Not sure why this is getting downvoted – IAAL and this is definitely something worth considering. This particular type of law varies from state to state, and can be quite broad. I've talked with other lawyers about it in the past, and my understanding is that it's frequently asserted when companies make counterclaims in business litigation.

That doesn't mean it's a sure winner, just that it's a live question until more info is known. I imagine Apple would say they need to tighten up any parts of their system that could allow for spoofing or other security issues, and that was their 'legitimate' reason to make these changes.


I think most or all states recognize that the defendant’s actions must not be justified or privileged. It’s hard to imagine how Beeper would meet that element on these facts.

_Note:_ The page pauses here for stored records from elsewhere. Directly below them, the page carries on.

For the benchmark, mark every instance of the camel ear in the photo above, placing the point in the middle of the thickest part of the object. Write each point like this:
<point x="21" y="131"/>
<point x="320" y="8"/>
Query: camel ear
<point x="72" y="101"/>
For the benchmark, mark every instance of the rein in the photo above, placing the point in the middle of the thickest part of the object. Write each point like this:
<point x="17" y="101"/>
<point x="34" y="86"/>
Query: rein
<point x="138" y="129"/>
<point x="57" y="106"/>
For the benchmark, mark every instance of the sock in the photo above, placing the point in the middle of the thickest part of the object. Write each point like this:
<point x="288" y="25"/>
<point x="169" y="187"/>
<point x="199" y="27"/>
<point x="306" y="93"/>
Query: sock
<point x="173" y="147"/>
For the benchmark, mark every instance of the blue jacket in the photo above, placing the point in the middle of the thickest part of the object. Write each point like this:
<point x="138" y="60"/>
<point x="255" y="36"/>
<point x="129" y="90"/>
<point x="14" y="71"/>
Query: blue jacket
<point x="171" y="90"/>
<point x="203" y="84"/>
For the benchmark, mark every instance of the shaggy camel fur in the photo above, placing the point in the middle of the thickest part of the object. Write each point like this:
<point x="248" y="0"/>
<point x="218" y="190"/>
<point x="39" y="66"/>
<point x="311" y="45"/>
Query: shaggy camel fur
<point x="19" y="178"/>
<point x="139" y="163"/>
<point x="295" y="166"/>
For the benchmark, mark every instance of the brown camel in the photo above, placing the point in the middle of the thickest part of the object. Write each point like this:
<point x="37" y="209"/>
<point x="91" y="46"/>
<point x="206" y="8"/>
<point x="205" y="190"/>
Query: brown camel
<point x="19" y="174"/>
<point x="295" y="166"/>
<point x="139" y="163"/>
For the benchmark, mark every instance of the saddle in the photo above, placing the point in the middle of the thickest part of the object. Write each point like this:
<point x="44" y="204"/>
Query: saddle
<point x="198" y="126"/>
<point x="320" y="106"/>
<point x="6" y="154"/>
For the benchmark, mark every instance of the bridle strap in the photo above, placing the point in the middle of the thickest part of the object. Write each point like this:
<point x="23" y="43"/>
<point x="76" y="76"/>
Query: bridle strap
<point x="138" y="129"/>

I’m not a lawyer, but I do know how computers work. I’d bet the farm on the very safe assumption that any protocol change that blocks a third-party client at the very least can plausibly be claimed to be in service of security, and most likely be a legitimate claim in reality. It is probably being downvoted because it’s incredibly far-fetched.


I agree that this would be their argument. But as other commenters mention, this area could be a minefield for Apple due to their dominance in various markets. It's possible they wouldn't want to get sucked into a lawsuit about this, even if they thought they could win, since they might end up making statements that would have a larger detrimental effects in other cases/potential cases.


Maybe (or maybe not) plausible, but I think it's irrelevant, because there's no way a small company like Beeper could beat Apple's lawyers at this game. It will end up bankrupting Beeper long before it would even matter.


This is unfortunate, but not untrue. Even just going through discovery on this issue would be quite expensive — and would be critical to proving Beeper's case.


That's like getting upset after getting bad dating advice from a vending machine.